A college professor tries to have sex with one of his students and pays the price. If that bare outline were the only thing Richard Levine’s Submission had on its mind, it would still have the advantage of up-to-the-minute topicality. But director Levine’s ultra-contemporary drama, which he adapted from Francine Prose’s novel, is not just an account of an open-and-shut case of sexual harassment. It’s also a bit more complicated than a simple cautionary tale.
In a combination of Prose’s writing, Levine’s trip-hammer procedural direction, and actor Stanley Tucci’s skill at conveying the lead character’s compulsive self-destruction, Submission lays out the cultural question of the day on a table and watches it quiver, never quite offering help yet probing it, as if with a large fork, in excruciating detail. What is this thing called sexual harassment? Creative writing prof Ted Swenson (Tucci) assumes the role of pitiful example willingly, almost reflexively, the instant he calls on Angela (Addison Timlin), the brightest student in a classroom full of schlubs.
By most standards, Ted is already a failure before we even meet him. With one very modestly received novel under his belt and its follow-up undergoing a difficult gestation, Ted is hiding from his publisher at an out-of-the-way, “lower-tier” small college in New England, with his wife (Kyra Sedgwick) and university-age daughter (Colby Minifie) in tow. His writer’s block gives every indication of being insurmountable. That, and trying to teach the writing of fiction — let alone critical thought — to his students, is slowly driving him toward a desperate act. We know all this because Ted tells it to us in voiceover. Angela, too, shares her thoughts that way, in smaller doses, once we reach the point of no return. Through Ted’s interior monologue, we see the root of his complaint.
Prose titled her novel Blue Angel, evidently for its similarities to Der blaue Engel, the Josef von Sternberg-Marlene Dietrich film about a stuffy old professor’s ruinous fascination with a young cabaret performer. Seen from here, Ted’s predicament has more in common with Oleanna, David Mamet’s two-character, teacher-pupil histrionic slugfest, a brilliant victim-predator paradox. Or perhaps Irrational Man, in which a philosophy prof’s midlife crisis takes a lethal turn, made by Woody Allen, who has his own set of difficulties with younger females. Vladimir Nabokov’s Lolita also comes to mind, in both its Stanley Kubrick and Adrian Lyne versions. We can imagine those films gathered together in a mini-festival celebrating middle-aged male folly in uptight academia, alongside Hart Bochner’s irreverent 1994 comedy PCU, with political correctness played for youth-market laughs.

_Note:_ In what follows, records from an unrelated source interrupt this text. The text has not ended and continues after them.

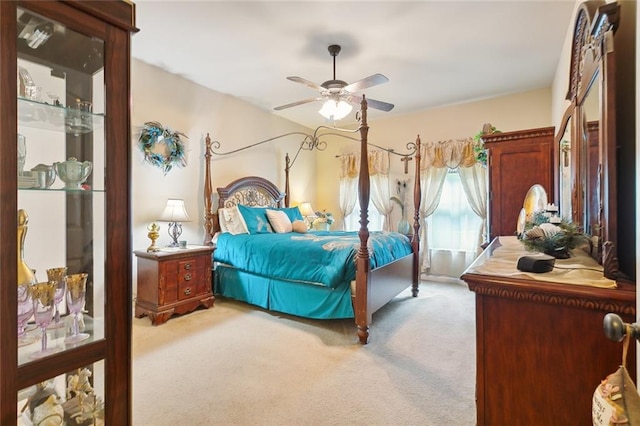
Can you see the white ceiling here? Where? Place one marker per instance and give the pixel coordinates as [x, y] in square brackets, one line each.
[434, 53]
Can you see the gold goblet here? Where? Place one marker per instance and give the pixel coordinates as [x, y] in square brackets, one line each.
[57, 275]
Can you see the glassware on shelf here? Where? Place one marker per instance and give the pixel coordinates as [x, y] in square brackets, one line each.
[73, 172]
[26, 277]
[76, 291]
[22, 152]
[57, 275]
[25, 311]
[43, 303]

The subtext of Ted’s story, so-called political correctness, has by now been reduced to the status of tiresome rhetorical punching bag. No one, not even the most vicious rightwing political prankster, owns it and no one especially wants to. But that doesn’t prevent veteran TV hand Levine from devoting Submission‘s juiciest scene to Ted’s embarrassing performance at a faculty dinner party. It’s the film’s funniest scene, the moment of his downfall. Brought to a suitable lather by Marmite hors-d’oeuvres, general academic pettiness, and his colleagues’ incessant moaning over the student body’s “coddled” shallowness — the profs are shocked to learn that students object to studying the work of a child molester, Edgar Allan Poe — Ted’s inner demons run loose. After that, the poor guy’s bumbling encounters with Angela are a foregone conclusion. The room falls silent, and another clueless fool slides into the pit.
Tucci, Sedgwick, and all-purpose millennial Timlin (Like Me; Fallen) handle their emblematic roles with precision. If Tucci’s Ted (nice hairpiece!) represents the sacrificial goat, then Timlin’s honey trap Angela, with her tell-all confession of a phone-sex provider, is the post-literate innocent who inherits the earth. Angela keeps her eye on the ball, Ted doesn’t. The archly titled Submission is an equal-opportunity panorama of folly, a fictional quagmire to help keep our minds off the real one all around us.
Directed by Richard Levine. With Stanley Tucci and Addison Timlin. Opens Friday.